In a sacrifice, the Hota recites the mantras to summon the gods. This activity is known as Houtra. The sage who conducts the various activities of Homa in a sacrifice is called ‘Adhvaryu’. The activity of Adhvaryu is known as “Adhvaryava”. The Udgaata is the one who sings the Sama to please the gods. His activity is known as “Oudgaatra”.

Samaveda Murthy

Sayanaachaarya wrote his commentary on the famous “Kauthuma Samhita” of Samaveda. It is more in vogue among the Sreemaali and naagara brahmanaas of Gujarat. This Samhita has two parts-1.Poorvaarchika and 2.Uttaraarchika.The Poorvaarchika is also known as Chandah, Chandasi and Chandashikaa. Based on the content ,the Poorvaarchika is further classified into four parts namely—Aagneya, Indra, Pavamaana and Aaranyaka parvas. The Uttaraarchiaka too is similarly classified, but into seven parvas—Dasharaatra, Samvatsara, Aekah, Aheena, Satra, Praayaschitta and Kshudra.

 There are four parts of  Saamagaana—Geya, Aaranyaka, Ooha and Oohya. The Poorvaarchika contains the former two and the Uttaraarchika the latter two. 

Saamaveda’s Poorvaarchiak and Uttaraarchika contain six and three prapaatakaas respectively. In total there are 29 chapters and 1824 mantraas. But for 75,the rest are found in Rigveda as well. 

The Raanaayaneeya is samller in content in comparision to Kouthuma branch. It contains 1549 mantraas. The Raanaayaneeya followers are found in Maharastra and Dravida Region. The Jaimineeya branch is practiced in Karnataka.
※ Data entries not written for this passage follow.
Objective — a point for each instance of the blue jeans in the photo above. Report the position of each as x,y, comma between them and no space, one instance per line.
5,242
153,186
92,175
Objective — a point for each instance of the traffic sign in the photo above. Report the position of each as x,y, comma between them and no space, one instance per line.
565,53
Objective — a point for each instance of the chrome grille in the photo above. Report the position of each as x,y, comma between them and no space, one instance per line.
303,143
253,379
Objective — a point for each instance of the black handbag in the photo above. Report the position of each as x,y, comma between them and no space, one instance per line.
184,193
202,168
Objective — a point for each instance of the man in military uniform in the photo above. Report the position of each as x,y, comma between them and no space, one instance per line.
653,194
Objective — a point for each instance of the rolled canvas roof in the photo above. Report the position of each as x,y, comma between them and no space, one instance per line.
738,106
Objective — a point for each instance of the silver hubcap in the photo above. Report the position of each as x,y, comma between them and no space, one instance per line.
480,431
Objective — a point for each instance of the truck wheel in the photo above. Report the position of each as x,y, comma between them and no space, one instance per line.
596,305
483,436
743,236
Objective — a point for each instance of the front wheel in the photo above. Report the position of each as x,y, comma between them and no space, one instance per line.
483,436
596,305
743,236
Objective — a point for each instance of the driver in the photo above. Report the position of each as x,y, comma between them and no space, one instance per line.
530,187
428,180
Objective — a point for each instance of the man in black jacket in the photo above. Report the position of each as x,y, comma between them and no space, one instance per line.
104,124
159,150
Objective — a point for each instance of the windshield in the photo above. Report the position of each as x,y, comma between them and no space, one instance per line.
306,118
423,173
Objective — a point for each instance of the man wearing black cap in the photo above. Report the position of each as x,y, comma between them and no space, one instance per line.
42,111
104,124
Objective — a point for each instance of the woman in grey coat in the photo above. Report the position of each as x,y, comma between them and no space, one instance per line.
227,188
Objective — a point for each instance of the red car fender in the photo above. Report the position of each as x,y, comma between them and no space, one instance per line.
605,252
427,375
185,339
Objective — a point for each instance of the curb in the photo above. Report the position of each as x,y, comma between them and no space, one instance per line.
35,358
 No clear instructions about singing procedure of the Saamaveda are available. The suktaas of Uttaraarchika do throw some light on it. Even to this date it is not certain if all the seven svaraas – Shadja, Rishabha, Gaandhaara, Madhyama, Panchama, Daivata and Nishaada were employed while singing the saamagaana. Persistent recitation of ‘Om’ lends it a kind of divine tune. The greatness and importance of ‘Om’ is described in great detail in Saamaveda. The Chaandyogopanishad, that belongs to Saamaveda, has ‘Om’ as its prime subject. Even Lord Sri Krishna favours Saamaveda - “Vedaanaam Saamavedosmi” (Bhagavadgeeta).

 To be continued…….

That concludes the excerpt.